After the approval from the planning commission, the permit was then recommended to be put in front of the county board for additional voting at the follow-up meeting. County commissioners Dennis Larson, Neal Folstad, and Eric Klindt were present for Tempel’s presentation and will play a role in the next voting session. Should the commissioners of the county board approve the permit, the Minnesota community solar garden will be the first of its size, Breanna Koval, Wilkin County Director of Environmental Services confirmed.
During his presentation, Tempel described the purpose and operations of the Minnesota community solar garden. Like other facilities around the country, the installation would allow homeowners in and around the county to subscribe to a unit of energy. Those that participate take an active role in reducing the emissions of carbon dioxide, thus having a positive effect on the environment.
In exchange for their part in reducing greenhouse emissions, subscribers receive up to a 10% discount on their monthly utility bills. Typically, billing for community solar includes receiving the general electricity bill, then a second statement that includes the credit. The 10% discount is off retail costs of electricity since utilizing solar energy is cheaper than general power.
According to Tempel, the Minnesota community solar garden allows consumers to participate in clean energy without having to front the cost of solar panels and other infrastructure. The costs of installing private panels puts solar energy out of reach for many households, along with those that cannot accommodate the sizable arrays or are renting and simply don’t have an option. Community solar options bridge the gap to make renewables accessible to all households within the region of a solar installation.
After the final approval from the county board, Novel Energy plans to take over the permitting, development, and construction of the Minessota community solar garden. Additionally, the family-owned company will maintain operations and be responsible for decommissioning the arrays once they have run their course. Tempel spoke of the business model, stating it’s strictly to “own and operate” solar installations.
The Minnesota community solar garden is planned for construction on privately-owned land. To secure the location, Novel Energy will need to enter into a leasing agreement with the current property owners. For as long as Novel will want to have the site operational, it will need to pay an agreed-upon fee. To guarantee the safety of the installation, security fencing will be installed. According to Tempel’s presentation, the solar array will also include a pollinator mix beneath the development. Novel will also be responsible for landscaping to prevent overgrowth that can reduce the land’s value and damage the installation.
This is just one of several Minnesota community solar gardens for Novel. Tempel noted that the company is always looking to play an active role in the development of new cost-saving installations. Novel is also currently seeking more empty parcels of land that can be leased for the development of future solar facilities.
Breanna Koval expects that other community solar businesses will follow in Novel’s footsteps. According to the county director, several have already been speaking with landowners to discuss leasing agreements, however, no projects have been submitted for approval. Koval believes that Minnesota’s flatlands make it a prime location for such developments. However, it’s ultimately up to the residents to decide whether ceasing agricultural production is worth the leasing agreements for solar panels.

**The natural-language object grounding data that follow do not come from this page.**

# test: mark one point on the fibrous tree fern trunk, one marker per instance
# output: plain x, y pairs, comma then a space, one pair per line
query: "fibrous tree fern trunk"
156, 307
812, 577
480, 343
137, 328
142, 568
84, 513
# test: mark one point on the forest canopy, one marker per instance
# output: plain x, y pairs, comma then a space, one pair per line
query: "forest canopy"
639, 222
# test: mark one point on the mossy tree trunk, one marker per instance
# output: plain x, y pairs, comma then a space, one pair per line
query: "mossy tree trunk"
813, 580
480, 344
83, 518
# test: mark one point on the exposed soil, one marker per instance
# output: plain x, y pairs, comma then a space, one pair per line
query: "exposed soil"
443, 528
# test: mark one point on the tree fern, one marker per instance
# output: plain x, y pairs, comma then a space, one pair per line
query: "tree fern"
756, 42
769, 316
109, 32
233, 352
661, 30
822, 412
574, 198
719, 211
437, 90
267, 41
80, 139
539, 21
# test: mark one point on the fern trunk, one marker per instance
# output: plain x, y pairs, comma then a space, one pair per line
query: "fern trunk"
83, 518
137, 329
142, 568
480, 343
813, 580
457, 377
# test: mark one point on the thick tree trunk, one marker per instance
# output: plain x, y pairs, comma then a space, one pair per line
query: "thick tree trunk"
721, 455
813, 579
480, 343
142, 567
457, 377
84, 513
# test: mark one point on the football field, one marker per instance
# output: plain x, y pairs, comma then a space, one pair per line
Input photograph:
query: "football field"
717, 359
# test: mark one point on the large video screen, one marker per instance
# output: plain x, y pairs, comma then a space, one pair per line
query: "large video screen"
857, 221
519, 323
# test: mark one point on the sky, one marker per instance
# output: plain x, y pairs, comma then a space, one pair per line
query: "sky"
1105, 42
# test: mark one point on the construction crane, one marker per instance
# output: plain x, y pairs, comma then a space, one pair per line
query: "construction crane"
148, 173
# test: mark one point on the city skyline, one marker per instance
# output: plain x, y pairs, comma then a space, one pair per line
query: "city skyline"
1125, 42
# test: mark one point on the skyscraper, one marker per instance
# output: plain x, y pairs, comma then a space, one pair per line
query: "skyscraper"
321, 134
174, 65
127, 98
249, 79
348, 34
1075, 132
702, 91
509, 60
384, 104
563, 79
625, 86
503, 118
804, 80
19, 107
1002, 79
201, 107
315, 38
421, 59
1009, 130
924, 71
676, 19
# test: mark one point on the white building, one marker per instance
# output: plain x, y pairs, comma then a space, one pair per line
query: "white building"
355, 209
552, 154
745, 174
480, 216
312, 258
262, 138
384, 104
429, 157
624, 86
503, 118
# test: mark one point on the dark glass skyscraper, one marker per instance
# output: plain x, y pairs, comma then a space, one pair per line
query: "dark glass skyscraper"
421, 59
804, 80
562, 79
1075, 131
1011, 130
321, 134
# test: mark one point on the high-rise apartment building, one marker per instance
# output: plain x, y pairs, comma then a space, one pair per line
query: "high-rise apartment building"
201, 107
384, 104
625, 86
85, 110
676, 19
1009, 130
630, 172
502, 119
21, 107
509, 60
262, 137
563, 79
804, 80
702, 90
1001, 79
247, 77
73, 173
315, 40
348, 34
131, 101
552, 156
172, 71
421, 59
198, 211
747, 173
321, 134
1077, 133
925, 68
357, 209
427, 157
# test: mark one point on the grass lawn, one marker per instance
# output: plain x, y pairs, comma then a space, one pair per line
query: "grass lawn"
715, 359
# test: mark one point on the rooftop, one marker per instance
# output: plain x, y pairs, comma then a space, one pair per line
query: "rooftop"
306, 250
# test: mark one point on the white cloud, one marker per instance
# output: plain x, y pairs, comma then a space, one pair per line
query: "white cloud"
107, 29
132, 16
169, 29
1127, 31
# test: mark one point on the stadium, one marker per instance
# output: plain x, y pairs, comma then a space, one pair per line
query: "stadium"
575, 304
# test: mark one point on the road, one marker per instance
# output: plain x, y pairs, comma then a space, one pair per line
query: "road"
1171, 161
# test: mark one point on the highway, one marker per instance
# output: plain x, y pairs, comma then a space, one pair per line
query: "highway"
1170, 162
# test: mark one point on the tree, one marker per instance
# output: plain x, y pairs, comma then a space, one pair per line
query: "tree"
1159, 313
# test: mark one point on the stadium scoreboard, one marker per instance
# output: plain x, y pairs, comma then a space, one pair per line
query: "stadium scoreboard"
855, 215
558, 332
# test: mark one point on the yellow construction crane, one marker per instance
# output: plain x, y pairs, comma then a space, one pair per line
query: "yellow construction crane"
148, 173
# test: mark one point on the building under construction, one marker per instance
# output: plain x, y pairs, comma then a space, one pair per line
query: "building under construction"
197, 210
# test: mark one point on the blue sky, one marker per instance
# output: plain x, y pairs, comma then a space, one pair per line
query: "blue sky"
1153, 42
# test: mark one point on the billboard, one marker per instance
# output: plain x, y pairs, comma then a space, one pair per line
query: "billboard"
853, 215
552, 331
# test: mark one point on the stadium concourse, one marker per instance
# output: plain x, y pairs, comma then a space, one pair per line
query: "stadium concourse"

However, Tempel believes that the development of Minnesota community solar gardens would have a positive impact on agricultural parcels. He stated that, over the 25-year lifespan of the development, it regenerates the soil, making it more nutrient-rich to promote better crop growth. Tempel noted that the development would only remain active for 25 years, at which point it will be deactivated and decommissioned. Barring any future plans, the leasing agreement will then cease and the land will turn back over to the owner.
The process of securing land isn’t an entirely simple one. On top of finding a landowner that’s willing to part with their property for more than two decades, the land must also be fit for a community solar garden. It must have the right zoning or fall within rezoning guidelines, be large enough, and not impede on neighborhoods that may petition against the development. Novel Energy has had little issue finding properties throughout Minnesota, with 50 active community solar gardens. Tempel states that Novel is hoping to increase its portfolio with an additional 130 developments. The long-term goal is to move into Maine, Michigan, Oregon, and Illinois.
With the increase in community solar sites, Tempel believes solar energy will start to become a cheaper commodity. At the time Tempel started with novel Energy six months ago, it was using 330-watt panels. As of Tempel’s recent presentation, Novel has moved onto 400-watt panels for a greater capacity and more efficient facility.
Currently, Tempel and Novel Energy are awaiting county board approval for the Wilkin County Minnesota community solar garden. Upon approval, Novel can move forward with potentially helping an additional 100 to 150 consumers.